Chiuso aeroporto di Catania per cenere vulcanica
Persistono però dei disagi, principalmente a causa della nube di cenere che è ricaduta al suolo, colpendo anche l’area dell’aeroporto di Catania. Lo scalo attualmente rimane chiuso. La SAC ha comunicato che sono già iniziate le operazioni per rimuovere la cenere e che l’aeroporto dovrebbe riprendere la propria regolare attività oggi pomeriggio attorno alle 15. Nel frattempo, tutti i voli in arrivo e in partenza da Catania stamattina sono stati cancellati.

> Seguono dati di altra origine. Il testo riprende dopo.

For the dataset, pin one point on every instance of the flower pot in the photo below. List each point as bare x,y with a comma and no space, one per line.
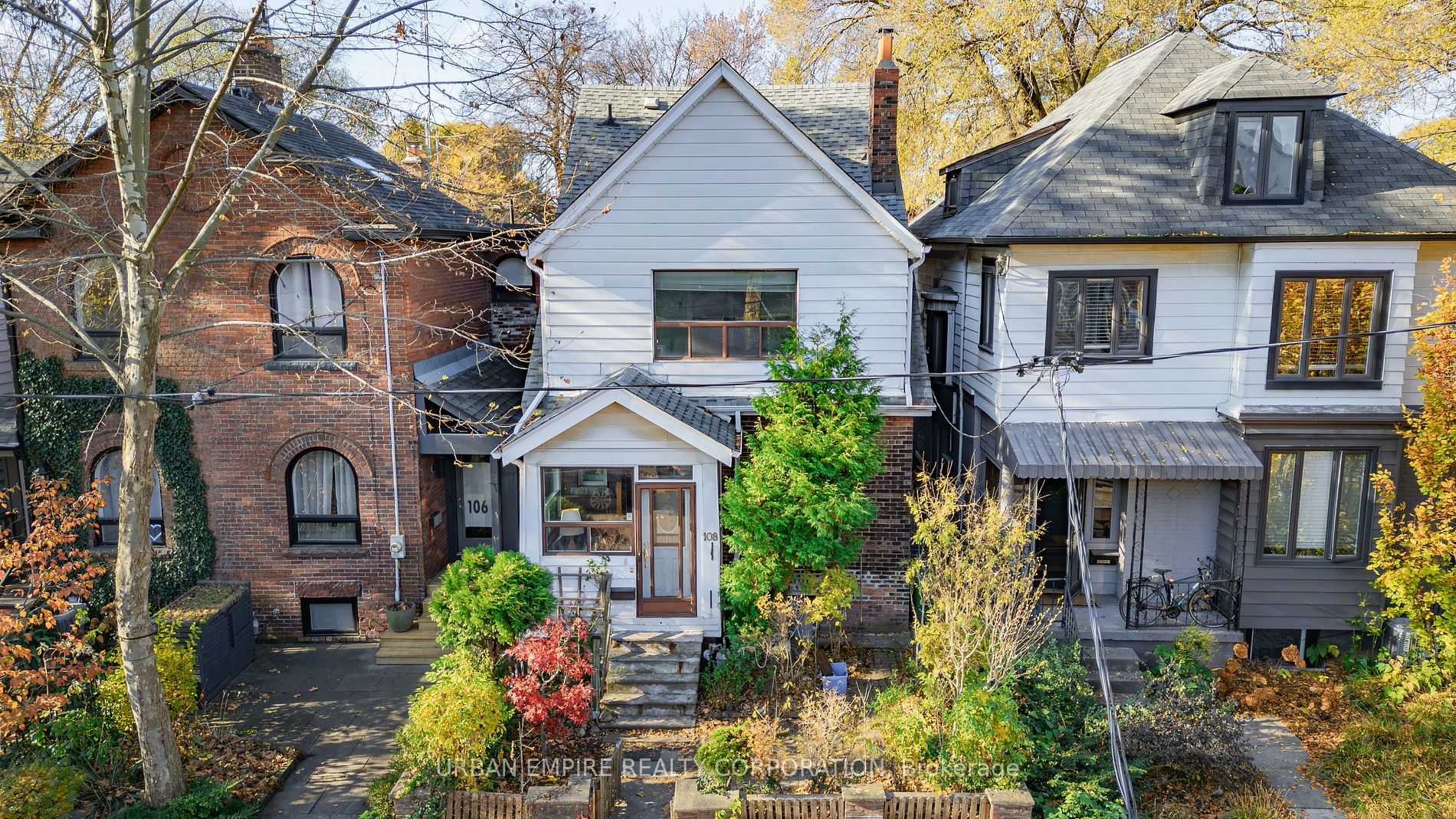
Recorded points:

A causa della cenere vulcanica presente sulle strade, il sindaco di Catania Enrico Trantino ha disposto un limite di circolazione a 30 chilometri orari per 48 ore e ha vietato la circolazione a tutti i mezzi a due ruote, biciclette comprese, per limitare il rischio di incidenti. Sono state ordinate operazioni di rimozione della cenere dalle strade e dai tombini in tutta la città. Il sindaco ha inoltre invitato i cittadini a raccogliere la cenere vulcanica depositata all’interno degli spazi privati in contenitori da lasciare vicino alle case, affinché venga rimossa durante le operazioni di pulizia.
Aggiornamento dall’INGV
L’Istituto Nazionale di Geofisica e Vulcanologia-Osservatorio Etneo (INGV-OE) ha fornito alle 09:49 di oggi l’ultimo aggiornamento sull’eruzione dell’Etna. L’INGV ha riportato che, “dall’analisi delle telecamere di sorveglianza dell’INGV-OE si è osservato che l’attività di fontana di lava del Cratere Voragine, segnalata nel precedente comunicato e iniziata alle 16:15 UTC di ieri 4 luglio 2024, si è gradualmente affievolita nel corso della notte per poi cessare intorno alle 01:50 UTC”. Dopo la fine della fontana di lava, è proseguita per circa un’ora un’attività stromboliana. L’attività eruttiva “ha prodotto una colonna eruttiva alta 4500 metri sul livello del mare che si è propagata in direzione sud-est, provocando una cospicua ricaduta di cenere su diversi abitati dell’area sudorientale etnea, fino a Siracusa ed oltre”.